Bitcoin has become the only cryptocurrency that has shocked people with its invention and features and is gaining popularity across the world. The invention of bitcoin has changed the method of making payments, and it eliminated the need to carry cash or debit/credit cards for shopping. Bitcoin is a virtual currency invented in 2009 by an individual or a group of individuals known under the alias name Satoshi Nakamoto. Satoshi’s main goal was to create a system that allows peer-to-peer transactions by eliminating the requirement of physical cash.
Bitcoin allows users to digitally exchange money without involving third parties, including the government, central authorities, and more. Earlier, people used to know about commodity currencies and fiat currencies, but now they are more excited to know about digital currencies. With the increasing popularity of bitcoin records, not only businesses and companies have started accepting it, but many countries have made bitcoin payments legal. Developers are creating <> codes and trying to develop more digital currencies like bitcoin.
Let us first know what bitcoin is, and then we will move on to know some benefits of it as a method of payment.
What is Bitcoin?
Bitcoin is a digital currency that allows users to digitally exchange money through a network of computers that are connected privately to help secure bitcoin payments.
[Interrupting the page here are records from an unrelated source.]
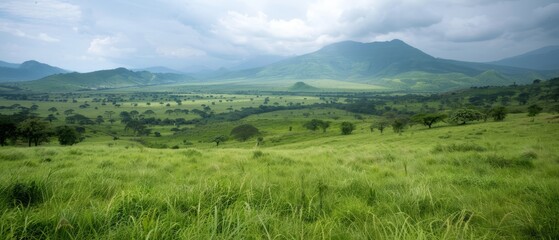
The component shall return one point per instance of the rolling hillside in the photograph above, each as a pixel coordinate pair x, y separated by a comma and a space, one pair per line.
546, 58
29, 70
105, 79
393, 64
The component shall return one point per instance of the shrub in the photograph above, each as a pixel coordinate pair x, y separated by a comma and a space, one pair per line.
244, 132
464, 147
347, 128
25, 193
462, 116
Each bitcoin transaction is verified first by bitcoin miners and is then added in blocks added into the blockchain. The blockchain maintains a record of all bitcoin transactions to avoid the issue of double-spending and prevents users from duplicating bitcoins.
The miners tend to mine bitcoin by solving complex mathematical algorithms. There are many different ways to buy bitcoin, including bitcoin exchange, bitcoin ATMs, and even bought using traditional currencies. But in today’s time, some investors are highly attracted to mining because through mining, and miners earn bitcoins as a reward. A lot of investors are attracted and are choosing mining as a way to earn bitcoins.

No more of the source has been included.